Search Tips


Effective Date: 3/1/2014

Ordinarily, the court determines whether the proponent has fulfilled the factual conditions for admitting other evidence of the content of a writing, recording, or photograph under Rule 1004 or 1005. In a jury trial, the jury determines, in accordance with Rule 104(b), any issue about whether:

(a) an asserted writing, recording, or photograph ever existed;
(b) another one produced at the trial or hearing is the original; or
(c) other evidence of content accurately reflects the content.

Rule 1008 was amended, effective March 1, 2014.

Rule 1008 is based on Fed.R.Ev. 1008.

Rule 1008 divides the functions of judge and jury with respect to preliminary questions of admissibility under the rules requiring or exempting the production of original writings, recordings, or photographs. This rule is but a specific application of Rule 104, which separates the function of judge and jury with respect to preliminary questions of admissibility in general. As such, Rule 1008 has as its fundamental divider between the functions of judge and jury the same distinction between preliminary questions relating to the competence of evidence and those relating to conditional relevancy.
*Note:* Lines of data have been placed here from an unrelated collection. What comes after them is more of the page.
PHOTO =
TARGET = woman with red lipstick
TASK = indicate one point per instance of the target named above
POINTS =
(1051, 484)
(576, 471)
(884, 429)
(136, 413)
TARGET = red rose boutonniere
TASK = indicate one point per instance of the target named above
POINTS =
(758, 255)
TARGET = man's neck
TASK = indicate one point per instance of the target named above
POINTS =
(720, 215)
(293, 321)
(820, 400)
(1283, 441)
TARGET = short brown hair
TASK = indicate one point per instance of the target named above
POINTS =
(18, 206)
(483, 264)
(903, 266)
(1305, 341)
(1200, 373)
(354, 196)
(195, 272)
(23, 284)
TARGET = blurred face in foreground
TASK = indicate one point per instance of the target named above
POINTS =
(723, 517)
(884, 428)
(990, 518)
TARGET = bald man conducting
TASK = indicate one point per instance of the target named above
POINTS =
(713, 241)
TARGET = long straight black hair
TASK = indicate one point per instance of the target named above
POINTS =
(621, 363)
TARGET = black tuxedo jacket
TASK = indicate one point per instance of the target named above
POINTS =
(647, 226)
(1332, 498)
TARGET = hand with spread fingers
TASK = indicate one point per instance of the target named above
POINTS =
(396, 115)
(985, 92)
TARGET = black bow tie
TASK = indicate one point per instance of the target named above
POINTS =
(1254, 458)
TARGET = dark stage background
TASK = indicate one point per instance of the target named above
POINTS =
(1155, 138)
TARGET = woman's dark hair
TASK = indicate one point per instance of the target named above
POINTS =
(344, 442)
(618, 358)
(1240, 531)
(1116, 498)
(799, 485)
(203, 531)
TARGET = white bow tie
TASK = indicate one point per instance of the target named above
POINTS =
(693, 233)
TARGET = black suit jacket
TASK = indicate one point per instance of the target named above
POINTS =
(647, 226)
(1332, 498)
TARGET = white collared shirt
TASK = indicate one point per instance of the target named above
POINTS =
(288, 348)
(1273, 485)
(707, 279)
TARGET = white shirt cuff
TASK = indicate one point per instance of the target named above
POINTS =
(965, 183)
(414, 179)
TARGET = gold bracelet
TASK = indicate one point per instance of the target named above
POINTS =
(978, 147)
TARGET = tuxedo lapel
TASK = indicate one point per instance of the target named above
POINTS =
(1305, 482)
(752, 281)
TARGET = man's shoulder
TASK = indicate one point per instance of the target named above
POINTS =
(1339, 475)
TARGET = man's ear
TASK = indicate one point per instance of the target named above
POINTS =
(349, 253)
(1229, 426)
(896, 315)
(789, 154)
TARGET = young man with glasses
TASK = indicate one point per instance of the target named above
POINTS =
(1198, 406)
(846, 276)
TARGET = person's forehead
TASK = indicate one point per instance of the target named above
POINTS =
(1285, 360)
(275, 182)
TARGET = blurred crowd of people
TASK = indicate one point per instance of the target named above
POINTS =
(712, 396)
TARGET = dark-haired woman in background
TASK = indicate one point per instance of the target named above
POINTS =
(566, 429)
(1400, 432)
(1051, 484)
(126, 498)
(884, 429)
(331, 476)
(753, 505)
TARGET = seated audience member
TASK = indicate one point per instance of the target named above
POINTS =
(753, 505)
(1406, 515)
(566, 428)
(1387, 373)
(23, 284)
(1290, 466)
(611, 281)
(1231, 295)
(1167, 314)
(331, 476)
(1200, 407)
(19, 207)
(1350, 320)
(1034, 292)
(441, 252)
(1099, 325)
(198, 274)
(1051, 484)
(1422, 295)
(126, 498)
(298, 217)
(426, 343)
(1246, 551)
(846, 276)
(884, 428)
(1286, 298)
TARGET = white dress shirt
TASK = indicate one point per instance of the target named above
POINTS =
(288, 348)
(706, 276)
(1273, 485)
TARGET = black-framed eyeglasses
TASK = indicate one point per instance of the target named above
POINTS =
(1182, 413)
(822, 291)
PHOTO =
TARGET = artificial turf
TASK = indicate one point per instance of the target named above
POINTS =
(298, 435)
See Rule 104 and Explanatory Note.

As explained in the explanatory note to Rule 104, preliminary questions of admissibility which involve the competence of proffered evidence are properly decided by the judge, as these are questions whose answers are based upon broad policy considerations and the fulfillment of technical legal standards. Conversely, questions which are of relevance conditioned on fact are normally questions of probative value of the proffered evidence, and are logically to be decided by the jury.
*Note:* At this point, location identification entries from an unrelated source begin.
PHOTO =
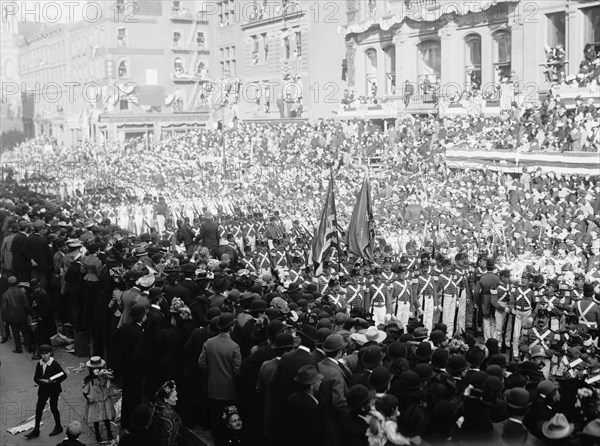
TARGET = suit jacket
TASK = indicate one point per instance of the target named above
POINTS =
(332, 395)
(301, 406)
(37, 248)
(51, 389)
(132, 351)
(20, 260)
(283, 384)
(222, 358)
(353, 430)
(129, 298)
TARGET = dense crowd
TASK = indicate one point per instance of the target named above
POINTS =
(475, 321)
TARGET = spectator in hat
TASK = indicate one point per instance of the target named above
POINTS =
(44, 314)
(15, 308)
(304, 406)
(221, 359)
(139, 428)
(131, 354)
(21, 264)
(332, 393)
(73, 433)
(38, 254)
(283, 343)
(48, 376)
(353, 427)
(284, 384)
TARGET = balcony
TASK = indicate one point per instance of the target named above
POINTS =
(187, 78)
(178, 47)
(182, 15)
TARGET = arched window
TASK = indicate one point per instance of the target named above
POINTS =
(502, 54)
(178, 65)
(390, 69)
(371, 71)
(473, 60)
(429, 66)
(123, 70)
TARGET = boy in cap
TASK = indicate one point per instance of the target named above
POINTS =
(48, 376)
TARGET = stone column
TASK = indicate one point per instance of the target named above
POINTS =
(452, 60)
(575, 38)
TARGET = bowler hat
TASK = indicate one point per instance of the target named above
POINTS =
(283, 341)
(226, 320)
(557, 427)
(456, 364)
(357, 396)
(45, 348)
(380, 378)
(141, 417)
(333, 343)
(138, 311)
(517, 398)
(95, 362)
(74, 429)
(307, 375)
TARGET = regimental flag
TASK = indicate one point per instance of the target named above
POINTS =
(326, 235)
(361, 232)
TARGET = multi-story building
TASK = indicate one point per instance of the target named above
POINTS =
(277, 58)
(413, 52)
(10, 103)
(125, 69)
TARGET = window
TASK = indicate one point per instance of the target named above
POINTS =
(123, 69)
(298, 51)
(502, 55)
(255, 45)
(592, 25)
(265, 44)
(390, 69)
(122, 37)
(556, 29)
(473, 61)
(178, 65)
(286, 44)
(371, 71)
(429, 66)
(176, 39)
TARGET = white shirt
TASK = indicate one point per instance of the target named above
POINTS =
(46, 364)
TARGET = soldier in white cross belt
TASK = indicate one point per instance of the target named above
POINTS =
(401, 301)
(522, 304)
(378, 297)
(425, 294)
(448, 284)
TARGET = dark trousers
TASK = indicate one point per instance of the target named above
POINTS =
(217, 425)
(132, 397)
(17, 329)
(41, 404)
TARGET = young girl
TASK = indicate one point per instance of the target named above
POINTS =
(383, 429)
(96, 390)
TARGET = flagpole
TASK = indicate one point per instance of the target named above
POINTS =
(336, 221)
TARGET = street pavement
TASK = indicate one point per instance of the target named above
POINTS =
(18, 396)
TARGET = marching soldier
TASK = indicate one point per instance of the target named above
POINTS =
(448, 288)
(378, 299)
(355, 293)
(501, 301)
(400, 303)
(425, 297)
(522, 304)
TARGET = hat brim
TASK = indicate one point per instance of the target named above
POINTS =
(95, 366)
(557, 434)
(316, 378)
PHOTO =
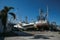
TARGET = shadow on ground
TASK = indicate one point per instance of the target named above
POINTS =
(40, 36)
(14, 34)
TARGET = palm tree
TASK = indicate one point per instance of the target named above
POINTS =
(4, 16)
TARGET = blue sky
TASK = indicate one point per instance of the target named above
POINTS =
(30, 8)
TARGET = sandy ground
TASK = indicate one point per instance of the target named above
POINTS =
(37, 36)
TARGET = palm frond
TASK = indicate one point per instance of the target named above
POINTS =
(14, 16)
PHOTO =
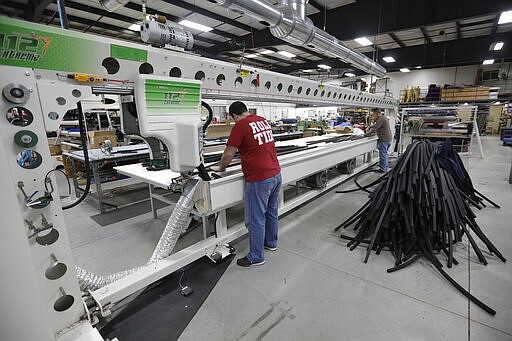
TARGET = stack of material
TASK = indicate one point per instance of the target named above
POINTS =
(422, 208)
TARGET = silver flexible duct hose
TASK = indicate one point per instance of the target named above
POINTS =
(170, 235)
(175, 223)
(287, 21)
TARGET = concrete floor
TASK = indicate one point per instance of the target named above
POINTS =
(314, 287)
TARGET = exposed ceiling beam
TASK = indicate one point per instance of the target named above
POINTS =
(115, 28)
(206, 13)
(425, 35)
(396, 40)
(257, 39)
(316, 5)
(95, 23)
(34, 9)
(334, 63)
(466, 51)
(274, 57)
(359, 18)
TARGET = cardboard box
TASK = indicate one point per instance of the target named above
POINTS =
(55, 150)
(309, 133)
(344, 129)
(465, 94)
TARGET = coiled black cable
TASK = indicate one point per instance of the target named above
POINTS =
(83, 140)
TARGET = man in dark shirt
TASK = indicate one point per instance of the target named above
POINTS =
(252, 137)
(381, 127)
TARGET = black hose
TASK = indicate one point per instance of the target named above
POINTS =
(210, 115)
(363, 188)
(56, 170)
(83, 140)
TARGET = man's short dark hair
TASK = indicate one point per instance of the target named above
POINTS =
(237, 108)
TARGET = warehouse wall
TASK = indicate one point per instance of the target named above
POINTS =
(449, 75)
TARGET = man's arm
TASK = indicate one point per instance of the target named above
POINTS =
(227, 156)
Applying this distinction to the questions which are likely to arise under the rules of this article, a division of duties becomes apparent. Preliminary questions of fact may arise when determining whether secondary evidence should be admitted pursuant to the rules of this article, such as Is the original lost? Was a diligent search conducted for it? Is the original unobtainable because it is a public document? Is it outside the jurisdiction? Does the other party have possession or control over the original? Is the authenticating witness' testimony incompetent as hearsay or because of privilege?
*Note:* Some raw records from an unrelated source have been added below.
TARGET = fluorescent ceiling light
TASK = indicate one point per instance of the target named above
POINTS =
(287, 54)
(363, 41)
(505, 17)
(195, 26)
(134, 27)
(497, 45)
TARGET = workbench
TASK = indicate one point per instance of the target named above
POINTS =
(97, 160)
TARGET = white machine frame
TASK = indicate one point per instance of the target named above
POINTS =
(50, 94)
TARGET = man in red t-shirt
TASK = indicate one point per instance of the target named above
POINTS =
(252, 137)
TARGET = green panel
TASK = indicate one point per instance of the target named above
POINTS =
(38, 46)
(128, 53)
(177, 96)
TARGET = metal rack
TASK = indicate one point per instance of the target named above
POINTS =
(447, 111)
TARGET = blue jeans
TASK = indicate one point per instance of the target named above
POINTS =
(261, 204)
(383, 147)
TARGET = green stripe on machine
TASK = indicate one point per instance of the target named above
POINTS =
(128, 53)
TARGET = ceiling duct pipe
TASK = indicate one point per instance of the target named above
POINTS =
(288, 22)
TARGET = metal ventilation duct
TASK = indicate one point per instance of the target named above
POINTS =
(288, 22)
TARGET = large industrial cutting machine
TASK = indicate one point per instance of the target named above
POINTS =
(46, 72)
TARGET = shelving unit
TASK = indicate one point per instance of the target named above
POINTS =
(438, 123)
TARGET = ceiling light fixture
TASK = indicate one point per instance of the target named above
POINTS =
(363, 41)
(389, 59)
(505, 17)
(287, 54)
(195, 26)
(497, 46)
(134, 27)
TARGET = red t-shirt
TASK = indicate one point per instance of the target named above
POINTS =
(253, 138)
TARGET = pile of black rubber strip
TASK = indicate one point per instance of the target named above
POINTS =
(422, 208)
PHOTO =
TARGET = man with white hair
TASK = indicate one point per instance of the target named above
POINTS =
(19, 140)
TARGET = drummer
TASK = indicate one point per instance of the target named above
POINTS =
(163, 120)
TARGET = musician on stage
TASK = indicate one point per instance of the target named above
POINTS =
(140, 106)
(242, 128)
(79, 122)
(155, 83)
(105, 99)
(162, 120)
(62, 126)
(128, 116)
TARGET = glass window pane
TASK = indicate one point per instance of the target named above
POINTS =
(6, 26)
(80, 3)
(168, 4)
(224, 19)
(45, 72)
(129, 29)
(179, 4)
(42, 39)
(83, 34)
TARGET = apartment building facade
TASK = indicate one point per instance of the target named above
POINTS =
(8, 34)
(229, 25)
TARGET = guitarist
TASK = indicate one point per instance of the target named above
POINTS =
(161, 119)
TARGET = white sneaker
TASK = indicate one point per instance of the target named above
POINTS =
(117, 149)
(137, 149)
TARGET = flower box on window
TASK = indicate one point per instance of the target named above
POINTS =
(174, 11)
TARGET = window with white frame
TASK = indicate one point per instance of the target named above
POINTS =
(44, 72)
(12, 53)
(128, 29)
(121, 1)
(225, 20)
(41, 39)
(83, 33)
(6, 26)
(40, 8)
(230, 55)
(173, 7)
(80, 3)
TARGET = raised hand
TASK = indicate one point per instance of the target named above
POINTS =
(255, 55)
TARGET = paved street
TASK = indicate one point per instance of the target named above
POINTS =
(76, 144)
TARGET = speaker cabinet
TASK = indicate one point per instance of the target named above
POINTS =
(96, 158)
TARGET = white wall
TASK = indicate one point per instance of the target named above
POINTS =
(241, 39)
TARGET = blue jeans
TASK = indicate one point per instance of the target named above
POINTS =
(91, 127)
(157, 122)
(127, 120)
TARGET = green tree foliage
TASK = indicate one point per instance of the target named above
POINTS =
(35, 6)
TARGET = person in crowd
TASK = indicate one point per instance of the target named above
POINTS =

Examination of these questions reveals that their answers depend upon consideration of what the "best evidence" rule is intended to accomplish and also upon application of legal standards. The examples quoted are of questions to be decided by the judge under Rule 1008.

Contrast with these the questions which, under Rule 1008, are to be decided by the jury: Did the asserted writing ever exist? Is another writing the original? Does other evidence of contents correctly reflect the contents? These are questions which involve only the relevance of the proffered evidence and may be answered without application of legal standards or policy considerations. The jury may, after answering the question, simply accord the writing the appropriate probative value; it needn't ignore the evidence as if it were inadmissible as hearsay.

A further reason for distinguishing between questions involving competence and those involving conditional relevance is that the former are solely preliminary but the latter have a tendency to transcend the status of a preliminary question and become central issues of a case. Thus, the reason for distinguishing between the two becomes one of fairness to the parties. As stated by the Advisory Committee for the Federal Rules of Evidence:

"However, questions may arise which go beyond the mere administration of the rule preferring the original and into the merits of the controversy. For example, plaintiff offers secondary evidence of the contents of an alleged contract, after first introducing evidence of loss of the original, and defendant counters with evidence that no such contract was ever executed. If the judge decides that the contract was never executed and excludes the secondary evidence, the case is at an end without ever going to the jury on a central issue." Advisory Committee's Note to Fed.R.Ev. 1008.

This rule is designed to insure consideration by a jury of critical issues that also happen to be preliminary issues. It should be noted at this point that Rule 1008 is intended to apply to all questions of conditional relevance, not just those listed in the rule.

Finally, as a matter of practice, notice should be taken that Rule 1008 incorporates the provisions of Rule 104 as to the procedure for determining preliminary questions of admissibility. Thus, even as to questions to be decided by the jury, the judge plays a part in the determination. The judge, under this rule, as under Rule 104, should admit asserted evidence if he believes the proponent will establish the conditional fact to the satisfaction of a reasonable juror, subject to an instruction to the jury to disregard the evidence if they ultimately find against the existence of the conditional fact.

SOURCES: Joint Procedure Committee Minutes of September 27, 2012, page 29; January 29, 1976, page 17; October 1, 1975, page 9. Fed.R.Ev. 1008; Rule 1008, SBAND proposal.

CROSS REFERENCE: N.D.R.Ev. 104 (Preliminary Questions).